(Not Especially Mad) Men: The Hour – episode 2 review

Wednesday 27th July 2011, 10:07AM BST.

The Hour: Bel Rowley, played by Romola Garai, Hector Madden, played by Dominic West, and Freddie Lyon, played by Ben Whishaw
The Hour: Bel Rowley, played by Romola Garai, Hector Madden, played by Dominic West, and Freddie Lyon, played by Ben Whishaw

“The Hour is like watching a car you’ve always dreamt of being driven by a man who’s never sat behind a wheel” – not my words; I’m quoting one of the characters in last night’s episode, who was himself quoting a fictional newspaper critic.

Actually, I didn’t even write down the quote while watching the programme; I took it from one of the umpteen publicity pieces for The Hour that seem to be knocking about everywhere you look or listen. Very occasionally the Beeb lets a programme get in the way, which is nice.

So, this series has a marketing budget slightly bigger than the GDP of a developing country, but is it any good? Does it live up to the hype?

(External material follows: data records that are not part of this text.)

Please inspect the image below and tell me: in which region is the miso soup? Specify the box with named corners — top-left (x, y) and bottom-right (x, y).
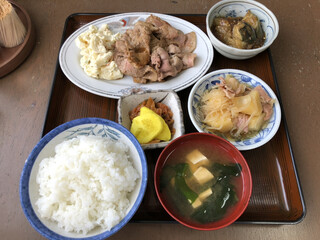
top-left (159, 139), bottom-right (243, 224)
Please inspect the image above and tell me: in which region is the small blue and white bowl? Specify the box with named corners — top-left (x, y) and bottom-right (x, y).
top-left (188, 69), bottom-right (281, 151)
top-left (20, 118), bottom-right (148, 240)
top-left (206, 0), bottom-right (279, 59)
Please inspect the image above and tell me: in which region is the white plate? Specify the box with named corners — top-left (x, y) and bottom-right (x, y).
top-left (59, 12), bottom-right (214, 99)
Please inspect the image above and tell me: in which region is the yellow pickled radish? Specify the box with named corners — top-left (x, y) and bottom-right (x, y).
top-left (130, 113), bottom-right (163, 144)
top-left (156, 116), bottom-right (171, 141)
top-left (130, 107), bottom-right (171, 144)
top-left (140, 107), bottom-right (171, 141)
top-left (139, 106), bottom-right (155, 115)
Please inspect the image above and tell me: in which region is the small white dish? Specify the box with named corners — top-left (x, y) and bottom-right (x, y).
top-left (206, 0), bottom-right (279, 60)
top-left (118, 90), bottom-right (185, 149)
top-left (20, 118), bottom-right (147, 240)
top-left (188, 69), bottom-right (281, 151)
top-left (59, 12), bottom-right (214, 98)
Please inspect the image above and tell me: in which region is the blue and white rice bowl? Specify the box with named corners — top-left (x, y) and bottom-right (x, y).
top-left (206, 0), bottom-right (279, 59)
top-left (20, 118), bottom-right (147, 240)
top-left (188, 69), bottom-right (281, 151)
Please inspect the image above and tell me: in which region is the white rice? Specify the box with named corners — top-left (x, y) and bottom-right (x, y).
top-left (35, 135), bottom-right (140, 234)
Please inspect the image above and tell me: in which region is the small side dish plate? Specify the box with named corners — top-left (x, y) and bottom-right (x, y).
top-left (59, 12), bottom-right (214, 98)
top-left (118, 90), bottom-right (185, 149)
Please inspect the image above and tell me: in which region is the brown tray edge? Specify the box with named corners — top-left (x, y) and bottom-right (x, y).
top-left (264, 50), bottom-right (306, 224)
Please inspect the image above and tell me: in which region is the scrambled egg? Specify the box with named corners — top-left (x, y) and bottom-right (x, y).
top-left (75, 24), bottom-right (123, 80)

Two episodes in, and I’d say it does. Some critics have lazily compared it to Mad Men “because it’s, like, set quite a long time ago and people use Brylcreem and wear suits and stuff,” but, really that’s about it. One’s a glossy American series about advertising, the other is a British series based around the BBC of the 1950s – and one look at the characters’ dingy homes tells you there’s precious little glamour about. (Actually, they tried a bit too hard here: the kitchen of stroppy producer Bel Rowley’s flat is filled with 1950s products, but they look as if someone has set them out for the camera rather than the occupant.)

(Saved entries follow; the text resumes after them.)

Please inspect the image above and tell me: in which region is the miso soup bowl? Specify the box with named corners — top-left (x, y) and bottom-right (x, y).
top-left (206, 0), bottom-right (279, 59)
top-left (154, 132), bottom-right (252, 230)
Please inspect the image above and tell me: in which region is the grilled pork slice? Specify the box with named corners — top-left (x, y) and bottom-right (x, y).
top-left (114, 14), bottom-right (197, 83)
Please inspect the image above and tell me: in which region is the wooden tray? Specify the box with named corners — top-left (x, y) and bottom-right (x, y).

On the whole, though, the attention to detail is very strong – those massive TV cameras, the grotty canteen, the legal requirement to be smoking at all times – although sometimes the characters speak in clunky exposition and the occasional anachronism gets through. (Would they really have said “You partied more than you should” in the late 1950s?)

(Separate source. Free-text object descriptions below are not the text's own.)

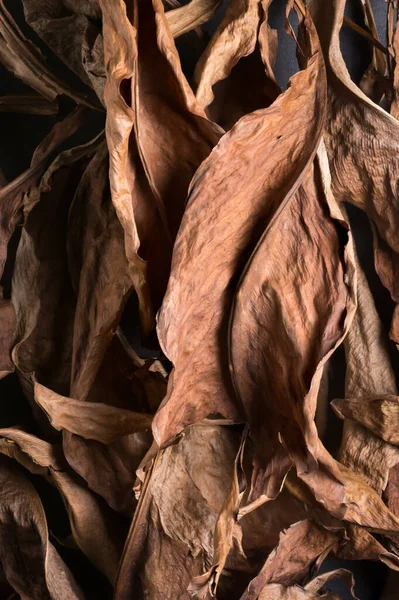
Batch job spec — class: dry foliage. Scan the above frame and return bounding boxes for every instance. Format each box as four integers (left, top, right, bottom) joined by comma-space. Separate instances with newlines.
0, 0, 399, 598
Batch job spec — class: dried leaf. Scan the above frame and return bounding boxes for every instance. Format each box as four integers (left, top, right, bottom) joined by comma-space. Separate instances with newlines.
310, 0, 399, 343
34, 381, 152, 443
0, 0, 99, 108
101, 0, 221, 335
22, 0, 106, 102
194, 0, 280, 128
333, 395, 399, 446
115, 423, 240, 599
0, 94, 58, 114
155, 4, 326, 446
0, 428, 126, 583
12, 131, 102, 396
166, 0, 221, 37
0, 455, 84, 599
240, 520, 340, 600
0, 106, 89, 286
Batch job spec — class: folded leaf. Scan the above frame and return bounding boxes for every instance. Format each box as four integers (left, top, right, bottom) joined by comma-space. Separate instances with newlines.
333, 395, 399, 446
155, 4, 326, 446
12, 132, 102, 396
0, 106, 88, 287
115, 423, 240, 599
0, 455, 84, 599
100, 0, 221, 335
34, 381, 152, 442
0, 0, 99, 108
310, 0, 399, 343
0, 428, 127, 584
22, 0, 105, 102
240, 520, 340, 600
166, 0, 221, 37
194, 0, 280, 128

Last night, with the Suez Crisis as a backdrop, we saw The Hour, the fictional programme, get its act together. Handsome dreamboat Hector Madden, the man the critic accused of never having sat behind the wheel before, finally got his advanced driving licence and went from drippy and clueless host (“So where do you live?” he asked a spokesman on immigration in a wince-inducing interview) to positively Paxman-esque when it came to dealing with President Nasser’s spokesman. He was kicking bottom, but in a gently British sort of way. Probably while smoking a pipe.

However, I’m not sure about the conspiracy sub-plot. These are complicated, real characters who live in an impossibly exciting time of change, at the dawn of the television news age. Surely that’s enough to be getting on with? Why on earth did they feel the need to add something else?